Ma la memoria, tutt’altro che algida di Fausto Bortolot lega il gelato anche a Jorge Mario Bergoglio : «Miei cugini emigrati nella capitale argentina raccontano sempre dei gelati che regolarmente recapitavano all’allora Vescovo di Buenos Aires, monsignor Bergoglio. Gelatieri italiani ma gusto rigorosamente tradizionale argentino: dulce de leche. E quando fu eletto Papa, fu vera festa del gelato».
“Sono veneto, anche se la Germania l’ho sempre nel cuore”
La storia di Fausto Bortolot da Zoppè di Cadore gelatiere per passione e per amore ( infatti nel 1962 si è sposato con Rita pure lei gelatiera conosciuta al lavoro a Brescia, tra qualche gelato gusto ciliegia e bacio) è lunga come i viaggi che ancora negli anni ’60 li riportavano nel suo paesino a fine stagione: 36 ore fra treni e corriere.
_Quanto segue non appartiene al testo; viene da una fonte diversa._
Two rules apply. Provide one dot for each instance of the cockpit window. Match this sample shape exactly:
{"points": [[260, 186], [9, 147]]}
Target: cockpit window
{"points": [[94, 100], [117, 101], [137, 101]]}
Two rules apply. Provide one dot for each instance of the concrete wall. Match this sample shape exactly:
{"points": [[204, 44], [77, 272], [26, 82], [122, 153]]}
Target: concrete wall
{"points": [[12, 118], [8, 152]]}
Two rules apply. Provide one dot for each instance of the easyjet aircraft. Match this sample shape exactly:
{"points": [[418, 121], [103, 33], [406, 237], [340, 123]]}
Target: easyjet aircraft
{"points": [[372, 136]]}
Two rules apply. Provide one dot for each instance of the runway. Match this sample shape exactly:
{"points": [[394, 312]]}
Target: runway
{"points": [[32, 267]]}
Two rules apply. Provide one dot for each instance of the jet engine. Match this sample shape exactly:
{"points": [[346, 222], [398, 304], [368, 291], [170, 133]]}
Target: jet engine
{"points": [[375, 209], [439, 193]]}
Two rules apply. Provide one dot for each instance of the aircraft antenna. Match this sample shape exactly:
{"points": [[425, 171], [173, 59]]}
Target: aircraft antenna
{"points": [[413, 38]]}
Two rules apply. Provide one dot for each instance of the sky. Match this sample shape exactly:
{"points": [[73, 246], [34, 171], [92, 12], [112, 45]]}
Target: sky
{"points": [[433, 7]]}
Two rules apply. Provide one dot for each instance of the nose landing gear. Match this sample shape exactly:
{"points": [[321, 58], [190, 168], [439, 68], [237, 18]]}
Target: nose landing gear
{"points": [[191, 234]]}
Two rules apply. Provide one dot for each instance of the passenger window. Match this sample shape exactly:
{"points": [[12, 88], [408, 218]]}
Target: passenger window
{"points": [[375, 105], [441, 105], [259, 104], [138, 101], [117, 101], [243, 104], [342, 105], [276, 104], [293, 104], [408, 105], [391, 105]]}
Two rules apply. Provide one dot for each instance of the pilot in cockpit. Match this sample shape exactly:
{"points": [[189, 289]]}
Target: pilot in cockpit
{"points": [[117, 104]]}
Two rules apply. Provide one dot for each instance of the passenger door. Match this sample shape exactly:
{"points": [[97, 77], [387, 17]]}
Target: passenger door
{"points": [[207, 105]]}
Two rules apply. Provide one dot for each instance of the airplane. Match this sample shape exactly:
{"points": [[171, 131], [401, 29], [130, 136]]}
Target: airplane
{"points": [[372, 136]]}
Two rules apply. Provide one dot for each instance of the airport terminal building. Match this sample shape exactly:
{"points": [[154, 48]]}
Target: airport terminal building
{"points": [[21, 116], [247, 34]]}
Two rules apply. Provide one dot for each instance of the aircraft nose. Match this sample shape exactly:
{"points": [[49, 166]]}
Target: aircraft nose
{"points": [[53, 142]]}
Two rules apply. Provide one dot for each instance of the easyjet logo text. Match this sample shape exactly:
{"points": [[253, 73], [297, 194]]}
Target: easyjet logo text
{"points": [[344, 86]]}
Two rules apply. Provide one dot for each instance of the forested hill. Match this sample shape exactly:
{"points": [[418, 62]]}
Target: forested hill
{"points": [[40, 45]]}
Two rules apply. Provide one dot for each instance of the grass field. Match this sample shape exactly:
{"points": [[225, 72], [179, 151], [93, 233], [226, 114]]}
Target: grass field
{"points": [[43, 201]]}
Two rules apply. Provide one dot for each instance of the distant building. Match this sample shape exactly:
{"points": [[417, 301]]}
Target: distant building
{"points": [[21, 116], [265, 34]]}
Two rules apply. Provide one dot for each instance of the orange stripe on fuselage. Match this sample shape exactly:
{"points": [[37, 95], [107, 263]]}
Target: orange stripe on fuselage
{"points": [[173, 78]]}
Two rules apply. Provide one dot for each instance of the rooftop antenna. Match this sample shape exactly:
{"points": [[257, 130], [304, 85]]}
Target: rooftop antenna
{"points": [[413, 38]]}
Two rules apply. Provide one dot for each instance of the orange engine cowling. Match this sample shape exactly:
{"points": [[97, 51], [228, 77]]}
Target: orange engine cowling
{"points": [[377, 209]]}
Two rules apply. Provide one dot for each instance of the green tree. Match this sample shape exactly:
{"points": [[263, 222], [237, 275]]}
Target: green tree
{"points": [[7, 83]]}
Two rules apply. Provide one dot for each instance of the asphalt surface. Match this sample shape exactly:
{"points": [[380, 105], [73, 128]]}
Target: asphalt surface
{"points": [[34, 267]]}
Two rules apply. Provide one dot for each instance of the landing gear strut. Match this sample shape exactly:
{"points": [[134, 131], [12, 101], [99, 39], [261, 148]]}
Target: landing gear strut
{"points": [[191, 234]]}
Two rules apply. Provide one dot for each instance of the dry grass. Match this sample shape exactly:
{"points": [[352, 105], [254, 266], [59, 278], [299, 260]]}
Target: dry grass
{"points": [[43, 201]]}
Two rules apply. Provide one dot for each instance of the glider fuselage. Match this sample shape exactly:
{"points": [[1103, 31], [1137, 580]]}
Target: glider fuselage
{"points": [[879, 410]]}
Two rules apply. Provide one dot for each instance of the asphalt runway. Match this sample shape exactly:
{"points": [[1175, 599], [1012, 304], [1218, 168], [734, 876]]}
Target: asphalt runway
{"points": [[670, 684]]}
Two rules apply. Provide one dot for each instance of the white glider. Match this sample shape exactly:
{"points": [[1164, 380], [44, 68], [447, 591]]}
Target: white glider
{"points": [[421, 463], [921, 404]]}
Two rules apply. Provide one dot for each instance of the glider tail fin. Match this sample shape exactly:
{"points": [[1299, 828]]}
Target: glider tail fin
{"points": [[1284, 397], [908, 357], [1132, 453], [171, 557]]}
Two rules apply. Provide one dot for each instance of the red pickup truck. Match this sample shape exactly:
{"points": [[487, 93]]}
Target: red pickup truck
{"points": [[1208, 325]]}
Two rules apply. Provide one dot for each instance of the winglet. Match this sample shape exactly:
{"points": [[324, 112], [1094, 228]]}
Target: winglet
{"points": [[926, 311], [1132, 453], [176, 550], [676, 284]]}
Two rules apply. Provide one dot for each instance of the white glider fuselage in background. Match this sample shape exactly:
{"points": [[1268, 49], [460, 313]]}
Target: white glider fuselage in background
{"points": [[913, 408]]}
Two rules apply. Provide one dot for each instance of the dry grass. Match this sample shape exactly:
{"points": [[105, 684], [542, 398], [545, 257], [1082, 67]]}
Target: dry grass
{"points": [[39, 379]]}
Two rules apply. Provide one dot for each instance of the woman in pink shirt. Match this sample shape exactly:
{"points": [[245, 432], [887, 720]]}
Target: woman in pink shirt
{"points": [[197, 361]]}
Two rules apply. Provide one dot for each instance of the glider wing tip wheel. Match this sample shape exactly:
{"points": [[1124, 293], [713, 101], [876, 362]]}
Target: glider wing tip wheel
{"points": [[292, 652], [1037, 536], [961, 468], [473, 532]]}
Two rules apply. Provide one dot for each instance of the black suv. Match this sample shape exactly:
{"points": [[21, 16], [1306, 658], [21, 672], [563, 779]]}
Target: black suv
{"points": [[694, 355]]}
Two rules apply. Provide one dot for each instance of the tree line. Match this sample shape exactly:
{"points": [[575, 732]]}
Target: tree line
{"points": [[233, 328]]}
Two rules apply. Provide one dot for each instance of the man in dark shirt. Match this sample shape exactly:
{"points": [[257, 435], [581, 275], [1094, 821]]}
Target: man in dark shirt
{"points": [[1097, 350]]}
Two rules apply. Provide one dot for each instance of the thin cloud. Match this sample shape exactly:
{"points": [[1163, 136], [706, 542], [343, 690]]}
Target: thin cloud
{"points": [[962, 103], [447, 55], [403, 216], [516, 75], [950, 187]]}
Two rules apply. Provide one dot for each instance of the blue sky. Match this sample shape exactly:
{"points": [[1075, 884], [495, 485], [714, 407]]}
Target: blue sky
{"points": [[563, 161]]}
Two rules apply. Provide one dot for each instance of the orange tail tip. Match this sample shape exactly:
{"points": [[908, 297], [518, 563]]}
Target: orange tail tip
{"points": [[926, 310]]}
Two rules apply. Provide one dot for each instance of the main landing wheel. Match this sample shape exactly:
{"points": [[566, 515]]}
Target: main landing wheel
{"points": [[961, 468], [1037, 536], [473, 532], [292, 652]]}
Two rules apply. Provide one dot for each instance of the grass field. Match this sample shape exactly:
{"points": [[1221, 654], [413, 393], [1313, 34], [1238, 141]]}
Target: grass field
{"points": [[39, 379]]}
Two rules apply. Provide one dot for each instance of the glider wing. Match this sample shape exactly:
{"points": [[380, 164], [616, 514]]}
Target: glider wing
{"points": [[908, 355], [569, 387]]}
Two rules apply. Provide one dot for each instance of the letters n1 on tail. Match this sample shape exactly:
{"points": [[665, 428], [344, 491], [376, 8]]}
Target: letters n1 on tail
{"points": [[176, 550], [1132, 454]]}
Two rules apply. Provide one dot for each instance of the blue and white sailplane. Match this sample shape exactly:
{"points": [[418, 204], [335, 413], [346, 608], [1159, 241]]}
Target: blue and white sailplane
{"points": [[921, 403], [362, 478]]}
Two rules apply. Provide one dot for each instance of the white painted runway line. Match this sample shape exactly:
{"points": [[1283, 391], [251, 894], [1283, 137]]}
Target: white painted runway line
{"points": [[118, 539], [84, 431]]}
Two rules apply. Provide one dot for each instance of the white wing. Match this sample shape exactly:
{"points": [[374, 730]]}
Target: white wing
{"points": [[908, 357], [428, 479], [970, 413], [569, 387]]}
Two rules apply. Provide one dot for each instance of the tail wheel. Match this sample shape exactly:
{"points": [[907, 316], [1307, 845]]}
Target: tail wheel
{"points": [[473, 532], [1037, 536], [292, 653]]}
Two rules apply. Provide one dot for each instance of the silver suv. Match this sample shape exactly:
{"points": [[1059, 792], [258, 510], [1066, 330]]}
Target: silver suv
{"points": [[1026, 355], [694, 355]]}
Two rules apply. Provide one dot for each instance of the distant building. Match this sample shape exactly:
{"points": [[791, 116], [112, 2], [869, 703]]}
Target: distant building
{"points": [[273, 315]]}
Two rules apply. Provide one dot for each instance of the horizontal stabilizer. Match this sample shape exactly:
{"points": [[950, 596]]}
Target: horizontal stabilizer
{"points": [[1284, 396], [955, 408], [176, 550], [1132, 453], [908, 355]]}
«Si partiva da Colonia poi si dormiva nelle sale d’aspetto a Monaco di Baviera e Fortezza. Da qui il treno della Val Pusteria fino a Dobbiaco dove si cambiava sul trenino delle Dolomiti fino a Calalzo, altro treno per Longarone e infine corriera fino a Zoppè. Ma io personalmente non mi sono mai sentito un emigrante e decisi per le scuole in Italia per i miei tre figli (c’è anche Renzo che però non ha scelto la strada di liquirizia e albicocca). Sono veneto anche se la Germania, dove torno ogni anno, l’ho sempre nel cuore».
Il tutto accompagnato da un gelato alla nocciola con Rita: «Il nostro gusto preferito».